Face à ces failles dans la gestion des situations extrêmes, les auteurs de l'étude estiment que ces IA devraient être soumises à des critères d'évaluation de sécurité aussi rigoureux que ceux des dispositifs médicaux avant toute commercialisation. "Compte tenu des implications directes pour la sécurité des patients en cas de situations d'urgence manquées, les IA de santé destinées aux consommateurs nécessitent une évaluation de sécurité avant leur commercialisation avec des critères équivalents aux dispositifs médicaux", concluent-ils.

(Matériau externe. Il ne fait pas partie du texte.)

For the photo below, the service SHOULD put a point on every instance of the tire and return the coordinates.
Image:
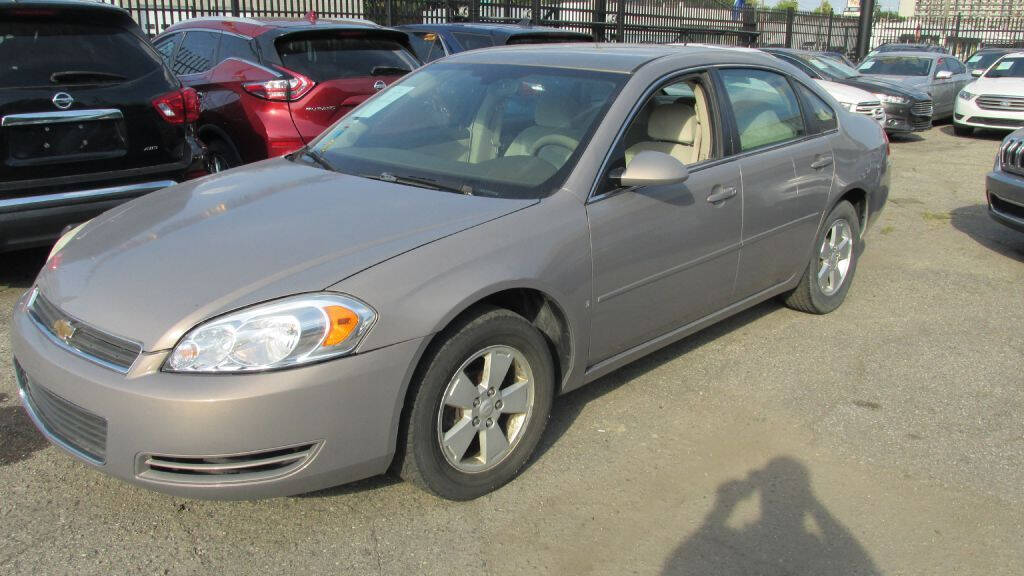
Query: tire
(962, 130)
(430, 414)
(221, 156)
(821, 297)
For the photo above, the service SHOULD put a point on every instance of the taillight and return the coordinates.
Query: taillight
(282, 89)
(179, 107)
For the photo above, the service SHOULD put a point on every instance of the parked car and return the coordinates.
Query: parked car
(414, 290)
(940, 75)
(984, 57)
(269, 86)
(907, 110)
(1005, 184)
(89, 117)
(432, 41)
(855, 99)
(995, 100)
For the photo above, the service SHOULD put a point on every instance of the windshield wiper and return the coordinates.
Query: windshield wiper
(318, 159)
(420, 181)
(84, 75)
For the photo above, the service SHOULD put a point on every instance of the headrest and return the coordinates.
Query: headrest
(552, 113)
(673, 123)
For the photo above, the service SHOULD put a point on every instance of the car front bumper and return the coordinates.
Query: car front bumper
(214, 436)
(1005, 193)
(968, 113)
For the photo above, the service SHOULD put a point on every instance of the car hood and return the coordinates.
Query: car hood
(998, 86)
(153, 269)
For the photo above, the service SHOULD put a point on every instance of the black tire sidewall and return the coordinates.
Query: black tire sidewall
(493, 328)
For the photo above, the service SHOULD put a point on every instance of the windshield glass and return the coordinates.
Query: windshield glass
(897, 66)
(499, 130)
(1007, 68)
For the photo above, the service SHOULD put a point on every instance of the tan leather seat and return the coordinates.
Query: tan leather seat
(673, 129)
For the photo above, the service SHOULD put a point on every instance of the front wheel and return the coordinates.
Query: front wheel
(480, 406)
(833, 264)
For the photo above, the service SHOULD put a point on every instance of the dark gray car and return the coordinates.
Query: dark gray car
(940, 75)
(415, 288)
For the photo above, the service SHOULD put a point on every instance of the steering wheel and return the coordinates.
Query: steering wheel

Nous pouvons donc affirmer que ChatGPT Santé n'est encore qu'à l'aube de son développement. OpenAI privilégie pour l'instant un groupe restreint d'utilisateurs pilotes afin d'affiner l'expérience avant un déploiement global sur le web et iOS. S'il faut bien commencer quelque part pour progresser, il est légitime de s’interroger sur l’évolution future de cette technologie : deviendra-t-elle, à terme, un standard de fiabilité ? Rendez-vous dans dix ans pour en juger.